Die BEK könnte bei einer Maßregelung Latzels zerbrechen
Das wahrscheinlich viel größere Problem sind die Mehrheitsverhältnisse innerhalb der BEK. Das jetzige Machtgefüge innerhalb könnte durch eine Maßregelung von Olaf Latzel zerbrechen. Die jetzige BEK-Leitung wird getragen von einem Bündnis aus den Gemeinden der "besseren" Stadtviertel, angeführt von der Domgemeinde, in denen Menschen mit hohem Einkommen, vor allem aus der "ehrwürdigen Bremer Kaufmannschaft" wohnen und kirchlich engagiert sind, und den acht evangelikalen Gemeinden innerhalb der BEK.
Bremen ist eine Hochburg der Evangelikalen, sowohl innerhalb der evangelischen Amtskirche als auch gemessen an der Zahl der evangelikalen Freikirchen, den von diesen zum Teil gemeinsam betriebenen Einrichtungen wie Kindergärten, Schulen oder Wohlfahrtseinrichtungen. Verglichen mit traditionell evangelisch geprägten Großstädten wie Hamburg, Berlin oder Hannover weist Bremen in absoluten Zahlen mehr evangelikalen Gemeinden innerhalb einer Landeskirche aus, selbst als die dreimal so große Stadt Hamburg oder das fünfmal so bevölkerungsreiche Berlin. Innerhalb des Kirchenparlaments stellen die Evangelikalen etwa 15 Prozent der Delegierten. In Bremen ist die größte evangelikale Schule und das größte evangelikale Sozialwerk Deutschlands angesiedelt. Je eine Abgeordnete der SPD, der FDP und der CDU im Landesparlament sind engagierte Evangelikale.
Das Bündnis der "Feinen" mit den Evangelikalen
Über Jahrzehnte galt die Bremische Evangelische Kirche als linksliberale Bastion, Pastor*innen fanden sich auf Anti-AKW-Demos und halfen mit, Straßen gegen Raketen- und Truppentransporte zu blockieren. Viele marschierte am 1. Mai mit dem DGB durch die Stadt und tranken anschließend bei den kommunistischen Maitänzen an reservierten Tischen ihr Bierchen. Spätestens mit der Wahl einer neuen Kirchenleitung 2013 war es jedoch vorbei mit der "linken" Dominanz. Edda Bosse, geborene Lammotte (Vater ehemaliger Chef der Industrie und Handelskammer, Bruder Aufsichtsratsvorsitzender der Sparkasse Bremen aus einem Handelsunternehmensgruppe mit 600 Beschäftigten, Familienvermögen ca. 300 Millionen Euro), aus der Domgemeinde wurde Vorsitzende der BEK.

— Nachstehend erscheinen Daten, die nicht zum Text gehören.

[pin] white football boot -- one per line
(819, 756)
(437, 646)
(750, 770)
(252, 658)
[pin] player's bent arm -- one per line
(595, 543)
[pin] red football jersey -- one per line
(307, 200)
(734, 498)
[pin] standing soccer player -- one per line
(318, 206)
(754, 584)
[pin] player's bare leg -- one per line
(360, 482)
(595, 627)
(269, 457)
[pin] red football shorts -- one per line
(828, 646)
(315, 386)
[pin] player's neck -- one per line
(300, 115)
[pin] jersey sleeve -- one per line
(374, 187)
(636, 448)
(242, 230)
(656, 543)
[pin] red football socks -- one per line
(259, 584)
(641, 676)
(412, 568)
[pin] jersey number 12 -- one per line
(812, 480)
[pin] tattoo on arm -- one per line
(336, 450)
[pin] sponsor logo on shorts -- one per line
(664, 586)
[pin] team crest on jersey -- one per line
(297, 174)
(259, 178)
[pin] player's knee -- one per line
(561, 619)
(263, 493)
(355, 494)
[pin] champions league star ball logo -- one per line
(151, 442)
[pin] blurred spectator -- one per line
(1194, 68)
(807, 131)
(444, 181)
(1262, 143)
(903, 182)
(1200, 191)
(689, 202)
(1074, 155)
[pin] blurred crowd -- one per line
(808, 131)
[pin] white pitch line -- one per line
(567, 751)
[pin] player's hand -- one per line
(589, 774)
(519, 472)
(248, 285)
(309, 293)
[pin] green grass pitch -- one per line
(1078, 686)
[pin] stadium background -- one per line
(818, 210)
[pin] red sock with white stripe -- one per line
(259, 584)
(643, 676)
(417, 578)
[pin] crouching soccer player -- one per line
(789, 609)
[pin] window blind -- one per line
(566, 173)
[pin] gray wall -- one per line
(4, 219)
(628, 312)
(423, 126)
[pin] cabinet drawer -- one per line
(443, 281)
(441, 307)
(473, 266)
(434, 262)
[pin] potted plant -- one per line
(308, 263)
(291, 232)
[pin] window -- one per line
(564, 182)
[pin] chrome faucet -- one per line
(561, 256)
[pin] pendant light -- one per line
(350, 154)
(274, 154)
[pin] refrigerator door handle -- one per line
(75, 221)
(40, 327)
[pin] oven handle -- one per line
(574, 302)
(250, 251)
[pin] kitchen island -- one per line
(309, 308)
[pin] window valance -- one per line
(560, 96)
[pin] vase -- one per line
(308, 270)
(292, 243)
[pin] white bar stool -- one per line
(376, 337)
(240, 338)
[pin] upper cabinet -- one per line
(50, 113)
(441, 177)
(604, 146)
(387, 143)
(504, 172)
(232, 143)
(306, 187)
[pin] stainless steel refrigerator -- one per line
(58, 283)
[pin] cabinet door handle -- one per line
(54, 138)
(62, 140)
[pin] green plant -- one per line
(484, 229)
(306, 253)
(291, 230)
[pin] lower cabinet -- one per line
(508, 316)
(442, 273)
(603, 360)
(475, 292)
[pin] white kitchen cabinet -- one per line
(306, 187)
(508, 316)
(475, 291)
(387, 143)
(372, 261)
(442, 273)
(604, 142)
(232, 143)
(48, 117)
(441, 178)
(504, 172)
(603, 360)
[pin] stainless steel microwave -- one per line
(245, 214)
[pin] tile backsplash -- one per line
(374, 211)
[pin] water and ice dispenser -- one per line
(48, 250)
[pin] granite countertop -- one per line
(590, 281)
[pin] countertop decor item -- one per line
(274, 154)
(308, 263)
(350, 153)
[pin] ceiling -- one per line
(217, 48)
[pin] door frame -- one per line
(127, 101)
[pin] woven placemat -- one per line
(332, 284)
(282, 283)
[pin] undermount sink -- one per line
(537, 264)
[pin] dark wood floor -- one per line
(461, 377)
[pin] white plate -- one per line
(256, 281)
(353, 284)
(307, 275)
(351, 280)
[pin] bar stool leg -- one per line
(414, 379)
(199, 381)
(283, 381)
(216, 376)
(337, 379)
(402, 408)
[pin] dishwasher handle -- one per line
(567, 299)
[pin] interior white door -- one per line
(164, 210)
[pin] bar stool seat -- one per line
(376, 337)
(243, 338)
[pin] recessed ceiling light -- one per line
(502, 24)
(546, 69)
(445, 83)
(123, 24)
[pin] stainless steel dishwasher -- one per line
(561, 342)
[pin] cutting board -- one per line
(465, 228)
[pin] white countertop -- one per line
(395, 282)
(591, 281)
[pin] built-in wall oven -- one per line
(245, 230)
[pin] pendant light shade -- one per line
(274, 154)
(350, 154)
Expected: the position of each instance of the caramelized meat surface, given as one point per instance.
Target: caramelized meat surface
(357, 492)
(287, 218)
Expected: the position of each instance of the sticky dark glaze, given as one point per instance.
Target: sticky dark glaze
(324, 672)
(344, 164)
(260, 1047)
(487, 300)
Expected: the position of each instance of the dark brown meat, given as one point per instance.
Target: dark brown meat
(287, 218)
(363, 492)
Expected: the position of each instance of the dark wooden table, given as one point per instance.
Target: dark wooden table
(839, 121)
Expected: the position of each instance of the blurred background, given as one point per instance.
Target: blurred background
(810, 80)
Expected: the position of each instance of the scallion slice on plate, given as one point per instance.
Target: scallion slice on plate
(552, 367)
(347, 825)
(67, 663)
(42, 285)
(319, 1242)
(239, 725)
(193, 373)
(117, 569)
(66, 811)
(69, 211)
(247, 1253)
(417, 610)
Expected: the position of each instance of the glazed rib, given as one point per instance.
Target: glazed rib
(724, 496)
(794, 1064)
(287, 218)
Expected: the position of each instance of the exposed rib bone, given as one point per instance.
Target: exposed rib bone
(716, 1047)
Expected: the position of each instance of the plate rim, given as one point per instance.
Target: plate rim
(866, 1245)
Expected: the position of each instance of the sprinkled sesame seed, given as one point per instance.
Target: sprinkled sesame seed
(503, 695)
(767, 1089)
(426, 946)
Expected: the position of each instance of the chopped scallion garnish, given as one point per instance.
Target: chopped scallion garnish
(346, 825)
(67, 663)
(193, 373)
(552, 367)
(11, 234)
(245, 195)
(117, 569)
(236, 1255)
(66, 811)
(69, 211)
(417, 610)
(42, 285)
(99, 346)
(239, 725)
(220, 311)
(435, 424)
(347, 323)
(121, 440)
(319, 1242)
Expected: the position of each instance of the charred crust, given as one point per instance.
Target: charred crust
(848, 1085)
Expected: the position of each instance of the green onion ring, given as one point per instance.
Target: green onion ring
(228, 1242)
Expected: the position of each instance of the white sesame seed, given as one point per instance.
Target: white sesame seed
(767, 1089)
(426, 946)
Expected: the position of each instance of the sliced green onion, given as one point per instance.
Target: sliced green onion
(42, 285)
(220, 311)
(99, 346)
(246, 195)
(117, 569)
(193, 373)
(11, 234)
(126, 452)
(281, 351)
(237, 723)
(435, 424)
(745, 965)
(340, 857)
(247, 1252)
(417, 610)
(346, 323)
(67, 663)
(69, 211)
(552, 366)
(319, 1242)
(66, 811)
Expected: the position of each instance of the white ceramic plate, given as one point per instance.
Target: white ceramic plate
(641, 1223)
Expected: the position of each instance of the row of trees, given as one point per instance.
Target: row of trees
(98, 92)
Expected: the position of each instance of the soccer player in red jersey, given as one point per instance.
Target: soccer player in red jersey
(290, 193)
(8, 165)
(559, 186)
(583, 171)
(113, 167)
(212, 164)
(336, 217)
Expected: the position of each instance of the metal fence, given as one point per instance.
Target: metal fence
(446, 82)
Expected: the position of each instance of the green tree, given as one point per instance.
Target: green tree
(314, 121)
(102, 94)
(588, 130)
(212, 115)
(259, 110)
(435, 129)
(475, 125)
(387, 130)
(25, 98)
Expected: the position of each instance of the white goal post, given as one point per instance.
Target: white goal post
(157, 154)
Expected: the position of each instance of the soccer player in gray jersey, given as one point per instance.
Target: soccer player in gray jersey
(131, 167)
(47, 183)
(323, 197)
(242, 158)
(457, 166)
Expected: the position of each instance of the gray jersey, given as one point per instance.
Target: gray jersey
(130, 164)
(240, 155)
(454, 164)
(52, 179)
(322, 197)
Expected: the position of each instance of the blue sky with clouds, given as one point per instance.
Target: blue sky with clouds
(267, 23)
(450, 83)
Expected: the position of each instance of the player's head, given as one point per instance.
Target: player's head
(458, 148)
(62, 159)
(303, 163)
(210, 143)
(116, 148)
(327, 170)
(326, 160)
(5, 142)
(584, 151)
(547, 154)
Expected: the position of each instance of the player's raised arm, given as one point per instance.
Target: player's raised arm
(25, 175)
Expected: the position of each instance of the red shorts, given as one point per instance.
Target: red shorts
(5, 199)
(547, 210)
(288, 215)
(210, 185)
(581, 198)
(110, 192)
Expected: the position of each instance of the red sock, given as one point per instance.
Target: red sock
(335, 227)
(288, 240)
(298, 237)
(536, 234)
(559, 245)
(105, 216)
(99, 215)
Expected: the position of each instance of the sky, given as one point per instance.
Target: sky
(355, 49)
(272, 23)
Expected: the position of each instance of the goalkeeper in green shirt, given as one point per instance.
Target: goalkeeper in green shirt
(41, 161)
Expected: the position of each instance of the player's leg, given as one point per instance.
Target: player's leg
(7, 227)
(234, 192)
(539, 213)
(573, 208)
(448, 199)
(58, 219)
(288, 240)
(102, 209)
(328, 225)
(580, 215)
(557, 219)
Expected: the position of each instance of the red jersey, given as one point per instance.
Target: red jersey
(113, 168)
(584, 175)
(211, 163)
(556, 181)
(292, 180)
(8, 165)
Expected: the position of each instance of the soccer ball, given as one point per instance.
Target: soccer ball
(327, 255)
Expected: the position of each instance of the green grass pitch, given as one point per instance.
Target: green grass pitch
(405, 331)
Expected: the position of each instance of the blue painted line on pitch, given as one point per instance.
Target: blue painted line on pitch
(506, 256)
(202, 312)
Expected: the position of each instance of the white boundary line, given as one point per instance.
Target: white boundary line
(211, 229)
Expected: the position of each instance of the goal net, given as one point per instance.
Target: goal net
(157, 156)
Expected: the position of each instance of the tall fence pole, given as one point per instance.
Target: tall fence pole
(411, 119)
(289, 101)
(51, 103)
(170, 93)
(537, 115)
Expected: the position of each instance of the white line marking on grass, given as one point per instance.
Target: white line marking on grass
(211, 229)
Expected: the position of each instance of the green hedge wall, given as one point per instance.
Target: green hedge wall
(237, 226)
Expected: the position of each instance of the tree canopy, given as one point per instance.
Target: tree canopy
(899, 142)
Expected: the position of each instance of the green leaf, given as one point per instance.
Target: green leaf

Im Sommer darauf wurde Johannes Müller aus der evangelikalen Matthäuskirche mit der Leitung der zentralen Missionseinrichtung der Landeskirche – Lighthouse – beauftragt. Er war der örtliche Organisationsleiter des Christival 2008, das in die Presse geriet, weil hier Konversionsseminare gegen Homosexualität angeboten werden sollten. Lighthouse ist neben einem missionarischen Angebot für Bremer Schulen (Klassentage) in Gebäuden der Martinikirche von Olaf Latzel angesiedelt. Johannes Müller schreibt regelmäßig für den Gemeindebrief der Martinigemeinde und darf gelegentlich als Latzels Urlaubsvertretung auf die Kanzel. Außerdem sitzt Johannes Müller in der Leitung der Evangelikalen in Bremen.
Etliche Evangelikale sind vom Kirchentag in zentrale ständig tagende Ausschüsse gewählt worden. Zahlreiche weitere Personal- und Finanzentscheidungen der Bremer Kirchenleitung lassen den Schluss zu, das seit 2013 in der BEK eine faktisches Bündnis aus den Kirchengemeinden der "feinen Leute" und den Evangelikalen besteht. Dabei mag sicherlich eine Rolle gespielt haben, dass viele den Evangelikalen zugetraut haben, den Mitgliederschwund der Kirche zu stoppen und intern wieder Schwung in den Laden zu bringen. Das hat bis heute nicht geklappt, die BEK weist bundesweit die höchsten Austrittsquoten aller Landeskirchen auf.
Hälfte der Kirchgänger*innen sind evangelikal
Dieses Bündnis der "Feinen" mit den Evangelikalen würde bei einem Rauswurf von Olaf Latzel auf eine harte Probe gestellt. Immerhin sind Olaf Latzel und die anderen Evangelikalen in der BEK bei der Verurteilung von Homosexualität, bei Abtreibungsverbot und der wortgetreuen Bibelauslegung einer Meinung. Er ist einer von ihnen. Auch wenn er sich oft im Ton vergreift, die Evangelikalen werden ihn unterstützen.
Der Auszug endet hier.